Discrepancies between kTotalStrokes and kRSUnicode in the Unihan database - repost all ascii

From: John Armstrong <john.armstrong.rn3_at_gmail.com>
Date: Tue, 9 Sep 2014 10:02:26 -0400

[Apologies if this issue has already been resolved. I searched the
Unicode.org site for discussions but I only found document dating from 2003
which touches on the issue: andrewcwest_at_alumni.princeton.edu RE: Unicode
4.0.1 Beta Review 1. kRSUnicode Field (
http://www.unicode.org/L2/L2003/03311-errata4.txt)]

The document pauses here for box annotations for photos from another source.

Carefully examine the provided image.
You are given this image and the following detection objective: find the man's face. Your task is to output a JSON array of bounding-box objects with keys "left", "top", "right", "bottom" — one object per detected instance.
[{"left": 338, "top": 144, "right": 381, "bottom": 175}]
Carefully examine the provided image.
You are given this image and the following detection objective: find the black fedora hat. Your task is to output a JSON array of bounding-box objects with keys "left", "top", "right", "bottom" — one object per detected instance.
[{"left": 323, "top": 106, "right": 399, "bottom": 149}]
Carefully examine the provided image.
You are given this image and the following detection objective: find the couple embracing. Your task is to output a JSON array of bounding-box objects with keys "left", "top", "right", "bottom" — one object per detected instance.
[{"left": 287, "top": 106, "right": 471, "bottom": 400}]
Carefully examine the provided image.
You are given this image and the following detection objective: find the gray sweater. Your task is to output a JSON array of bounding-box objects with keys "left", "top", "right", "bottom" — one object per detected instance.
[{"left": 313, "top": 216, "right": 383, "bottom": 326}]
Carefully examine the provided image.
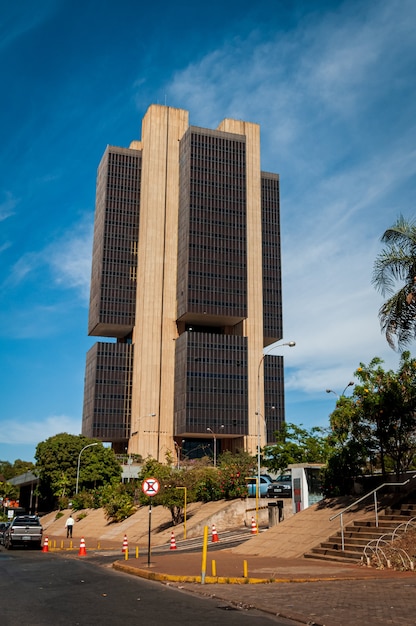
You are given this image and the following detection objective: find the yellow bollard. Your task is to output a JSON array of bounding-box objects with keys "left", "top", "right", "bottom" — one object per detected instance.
[
  {"left": 201, "top": 526, "right": 208, "bottom": 585},
  {"left": 211, "top": 559, "right": 217, "bottom": 577}
]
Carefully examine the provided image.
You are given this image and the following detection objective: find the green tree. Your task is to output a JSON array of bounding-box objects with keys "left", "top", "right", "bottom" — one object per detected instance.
[
  {"left": 35, "top": 433, "right": 121, "bottom": 501},
  {"left": 0, "top": 459, "right": 35, "bottom": 480},
  {"left": 372, "top": 216, "right": 416, "bottom": 349},
  {"left": 263, "top": 422, "right": 331, "bottom": 472},
  {"left": 330, "top": 351, "right": 416, "bottom": 476}
]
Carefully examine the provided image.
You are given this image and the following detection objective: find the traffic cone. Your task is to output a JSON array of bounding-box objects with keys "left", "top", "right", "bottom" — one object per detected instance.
[
  {"left": 170, "top": 530, "right": 176, "bottom": 550},
  {"left": 78, "top": 537, "right": 87, "bottom": 556}
]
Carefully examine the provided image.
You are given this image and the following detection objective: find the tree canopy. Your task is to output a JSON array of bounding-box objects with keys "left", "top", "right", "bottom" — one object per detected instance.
[
  {"left": 263, "top": 423, "right": 331, "bottom": 472},
  {"left": 330, "top": 351, "right": 416, "bottom": 476},
  {"left": 372, "top": 216, "right": 416, "bottom": 349},
  {"left": 35, "top": 433, "right": 121, "bottom": 498}
]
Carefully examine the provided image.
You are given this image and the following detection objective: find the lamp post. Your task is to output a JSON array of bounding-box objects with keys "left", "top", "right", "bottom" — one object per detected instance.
[
  {"left": 207, "top": 424, "right": 224, "bottom": 467},
  {"left": 256, "top": 341, "right": 296, "bottom": 500},
  {"left": 75, "top": 441, "right": 98, "bottom": 495},
  {"left": 325, "top": 380, "right": 355, "bottom": 400},
  {"left": 176, "top": 487, "right": 186, "bottom": 539}
]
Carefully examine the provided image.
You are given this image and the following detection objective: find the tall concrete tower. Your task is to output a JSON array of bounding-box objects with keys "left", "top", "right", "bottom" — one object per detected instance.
[{"left": 82, "top": 105, "right": 284, "bottom": 461}]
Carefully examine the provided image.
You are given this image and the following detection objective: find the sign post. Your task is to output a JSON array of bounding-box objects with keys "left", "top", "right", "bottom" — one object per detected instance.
[{"left": 142, "top": 478, "right": 160, "bottom": 567}]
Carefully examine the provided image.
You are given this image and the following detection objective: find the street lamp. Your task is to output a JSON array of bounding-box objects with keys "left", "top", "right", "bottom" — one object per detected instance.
[
  {"left": 207, "top": 424, "right": 224, "bottom": 467},
  {"left": 75, "top": 441, "right": 98, "bottom": 495},
  {"left": 325, "top": 380, "right": 355, "bottom": 400},
  {"left": 173, "top": 439, "right": 185, "bottom": 469},
  {"left": 176, "top": 487, "right": 187, "bottom": 539},
  {"left": 256, "top": 341, "right": 296, "bottom": 497}
]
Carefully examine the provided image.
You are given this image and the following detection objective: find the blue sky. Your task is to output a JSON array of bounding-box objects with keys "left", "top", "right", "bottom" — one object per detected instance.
[{"left": 0, "top": 0, "right": 416, "bottom": 462}]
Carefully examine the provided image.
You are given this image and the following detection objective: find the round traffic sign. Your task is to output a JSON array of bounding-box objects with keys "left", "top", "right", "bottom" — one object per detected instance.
[{"left": 142, "top": 478, "right": 160, "bottom": 496}]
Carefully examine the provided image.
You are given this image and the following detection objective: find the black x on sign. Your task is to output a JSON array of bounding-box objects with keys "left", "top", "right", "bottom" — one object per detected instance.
[{"left": 142, "top": 478, "right": 160, "bottom": 496}]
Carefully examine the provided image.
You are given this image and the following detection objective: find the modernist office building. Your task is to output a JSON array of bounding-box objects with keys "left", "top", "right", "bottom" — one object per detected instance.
[{"left": 82, "top": 105, "right": 284, "bottom": 461}]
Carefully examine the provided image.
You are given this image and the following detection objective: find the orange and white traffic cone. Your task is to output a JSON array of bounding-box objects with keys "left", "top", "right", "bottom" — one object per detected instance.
[
  {"left": 170, "top": 530, "right": 176, "bottom": 550},
  {"left": 78, "top": 537, "right": 87, "bottom": 556}
]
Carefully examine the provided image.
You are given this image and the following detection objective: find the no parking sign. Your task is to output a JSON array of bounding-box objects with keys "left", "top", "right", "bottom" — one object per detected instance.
[{"left": 142, "top": 478, "right": 160, "bottom": 496}]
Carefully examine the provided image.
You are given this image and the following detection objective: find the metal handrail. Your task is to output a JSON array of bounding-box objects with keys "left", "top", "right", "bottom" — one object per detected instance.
[{"left": 329, "top": 474, "right": 416, "bottom": 551}]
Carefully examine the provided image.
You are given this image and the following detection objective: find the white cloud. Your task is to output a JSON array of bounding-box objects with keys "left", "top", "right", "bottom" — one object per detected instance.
[
  {"left": 48, "top": 216, "right": 93, "bottom": 301},
  {"left": 5, "top": 216, "right": 93, "bottom": 302},
  {"left": 0, "top": 192, "right": 18, "bottom": 222},
  {"left": 0, "top": 415, "right": 81, "bottom": 446},
  {"left": 160, "top": 1, "right": 416, "bottom": 404}
]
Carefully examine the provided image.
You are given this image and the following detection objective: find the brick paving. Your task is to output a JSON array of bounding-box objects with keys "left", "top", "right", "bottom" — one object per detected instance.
[
  {"left": 45, "top": 506, "right": 416, "bottom": 626},
  {"left": 114, "top": 550, "right": 416, "bottom": 626}
]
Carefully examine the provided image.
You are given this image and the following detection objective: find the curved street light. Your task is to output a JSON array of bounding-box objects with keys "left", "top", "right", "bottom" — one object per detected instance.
[
  {"left": 325, "top": 380, "right": 355, "bottom": 400},
  {"left": 256, "top": 341, "right": 296, "bottom": 500},
  {"left": 75, "top": 441, "right": 98, "bottom": 495}
]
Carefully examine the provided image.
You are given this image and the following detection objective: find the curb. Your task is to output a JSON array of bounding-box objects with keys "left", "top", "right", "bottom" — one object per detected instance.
[{"left": 112, "top": 561, "right": 394, "bottom": 585}]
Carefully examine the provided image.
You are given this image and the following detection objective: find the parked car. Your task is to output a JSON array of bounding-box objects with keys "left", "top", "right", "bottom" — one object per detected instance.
[
  {"left": 247, "top": 474, "right": 272, "bottom": 498},
  {"left": 267, "top": 474, "right": 292, "bottom": 498},
  {"left": 0, "top": 522, "right": 10, "bottom": 546},
  {"left": 4, "top": 515, "right": 43, "bottom": 550}
]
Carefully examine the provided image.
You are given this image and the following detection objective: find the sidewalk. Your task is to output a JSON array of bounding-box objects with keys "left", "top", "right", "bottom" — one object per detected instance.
[{"left": 113, "top": 550, "right": 416, "bottom": 626}]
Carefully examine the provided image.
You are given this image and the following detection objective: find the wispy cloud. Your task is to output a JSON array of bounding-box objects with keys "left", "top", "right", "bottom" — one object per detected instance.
[
  {"left": 0, "top": 0, "right": 61, "bottom": 49},
  {"left": 162, "top": 1, "right": 416, "bottom": 394},
  {"left": 48, "top": 220, "right": 93, "bottom": 302},
  {"left": 0, "top": 191, "right": 18, "bottom": 222},
  {"left": 0, "top": 415, "right": 81, "bottom": 445},
  {"left": 4, "top": 216, "right": 93, "bottom": 303}
]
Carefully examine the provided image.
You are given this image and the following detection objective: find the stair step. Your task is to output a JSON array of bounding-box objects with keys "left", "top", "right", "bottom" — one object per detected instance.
[
  {"left": 304, "top": 504, "right": 416, "bottom": 563},
  {"left": 304, "top": 548, "right": 361, "bottom": 563}
]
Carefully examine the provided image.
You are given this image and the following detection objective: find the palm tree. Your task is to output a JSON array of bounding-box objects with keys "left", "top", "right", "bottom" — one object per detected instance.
[{"left": 372, "top": 215, "right": 416, "bottom": 350}]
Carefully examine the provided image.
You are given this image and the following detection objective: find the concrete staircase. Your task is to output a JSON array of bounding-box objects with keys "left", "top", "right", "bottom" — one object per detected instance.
[{"left": 304, "top": 504, "right": 416, "bottom": 563}]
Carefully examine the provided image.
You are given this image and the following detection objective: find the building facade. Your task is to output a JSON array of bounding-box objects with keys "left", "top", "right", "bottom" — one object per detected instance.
[{"left": 82, "top": 105, "right": 284, "bottom": 461}]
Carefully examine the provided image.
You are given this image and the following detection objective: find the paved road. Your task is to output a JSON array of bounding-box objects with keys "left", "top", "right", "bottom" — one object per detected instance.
[{"left": 0, "top": 548, "right": 298, "bottom": 626}]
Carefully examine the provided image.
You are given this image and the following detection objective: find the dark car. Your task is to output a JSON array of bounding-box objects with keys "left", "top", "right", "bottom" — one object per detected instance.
[
  {"left": 0, "top": 522, "right": 10, "bottom": 546},
  {"left": 246, "top": 474, "right": 272, "bottom": 498},
  {"left": 267, "top": 474, "right": 292, "bottom": 498},
  {"left": 4, "top": 515, "right": 43, "bottom": 550}
]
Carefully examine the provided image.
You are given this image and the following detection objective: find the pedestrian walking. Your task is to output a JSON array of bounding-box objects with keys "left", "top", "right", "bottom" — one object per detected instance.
[{"left": 65, "top": 515, "right": 75, "bottom": 539}]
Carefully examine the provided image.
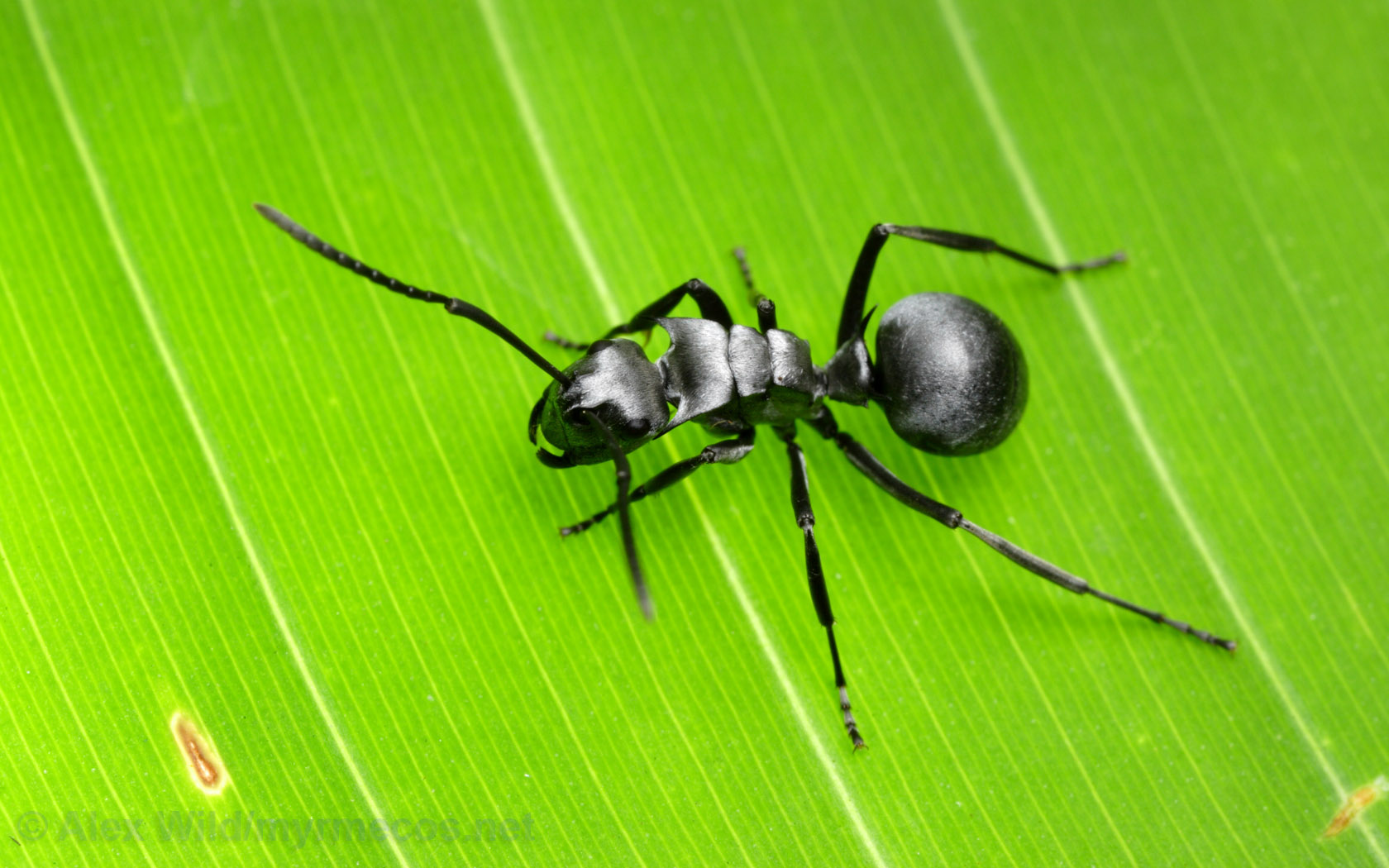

A CJK Han character is conventionally viewed as consisting of a radical
plus a residual part or "phonetic". (For a character which is a radical
the residual part is nothing. The term "phonetic", indicating that the
residual part of the character points the pronunciation of the character,
properly only applies to 90-95% of characters, but it applies in the
examples below. )

The two parts of a character each consist of a specific arrange of strokes,
and together account for all the strokes in the character. In particular,
the number of strokes in the radical portion plus the number of strokes in
the residual portion equals the total number of strokes in the character.
The stroke count of a radical combined with a residual part is not always
the same as the stroke count of the radical appearing on its own, but may
be slightly or significantly less due to a minor or major abbreviation. (A
radical may have several forms which are used in different positions of the
whole character, say left or right side vs. top or bottom. These variants
may have the same or different stroke counts.)

Because of abbreviated variants the total stroke count for a character
cannot be always be gotten by adding the stroke count of the radical in its
standalone form to the stoke count of the residual portion. However, it
can always be gotten by subtracting the stroke count of residual portion
from the total stroke count of the character. The Unihan database provides
the exact data needed to make this calculation:

kTotalStrokes: stroke count for full character

kRSUnicode: radical number and residual stroke count (in format
<rad_num>['].<res_strokes>, where optional ' (apostrophe) in the latter
indicates a widely used abbreviation for the radical with a significantly
different appearance and a significantly (-3 or more) lower stroke. (But
not all such forms are so marked - examples are forms with radical numbers
140, 162,163,170. It may be that the marker is limited to abbreviations
uses in Simplified as opposed to Traditional Chinese characters.)

The formula is simply:

radStrokes(K) = kTotalStrokes(K) - kRSUnicode(K).resStrokes

This formula generally gives correct results, but not always. In fact,
according to reasonably accurate heuristic test I ran it produces incorrect
(or at least "suspicious") results in 2236 of the total 74911, or 3%, of
characters in the database that have both kTotalStrokes and kRSUnicode
data. Moreover the rate is significantly higher for the characters in the
BMP than in the SIP - in fact it is really negligible in the latter. Most
importantly it is 8.2% in the block containing all the most widely used
characters, the base CJK Unified Ideographs block. The numbers for all
the blocks are as follows:

RANGE TOTAL* SUSPICIOUS PCT

BMP
BASE 20941 1727 8.2
CMP 302 29 9.6
CMPS 4 0 0.0
EXTA 6582 469 7.1

SIP
EXTB 42711 6 0.0
EXTC 4149 5 0.1
EXTD 222 0 0.0

TOTAL 74911 2236 3.0

*with both kTotalStrokes and kRSUnicode

Some of the suspicious cases are actually valid, but I believe that vast
majority are truly incorrect, and that the rate of incorrect radical stroke
counts implied by kTotalStrokes and kRSUnicode is at least 6-7% for the
base CJK Unified Ideographs block.

Here are a couple examples where the stroke counts are fairly small and the
radicals and the residual parts ("phonetics") widely occurring. The first
illustrates the situation where the radical stroke count implied by
kTotalStrokes and kRSUnicode is greater than the correct value, and the
second that where the implied radical stroke count is less than the correct
value. (The second situation is much more common than the first,
accounting for at least 80% of the "suspicious" items.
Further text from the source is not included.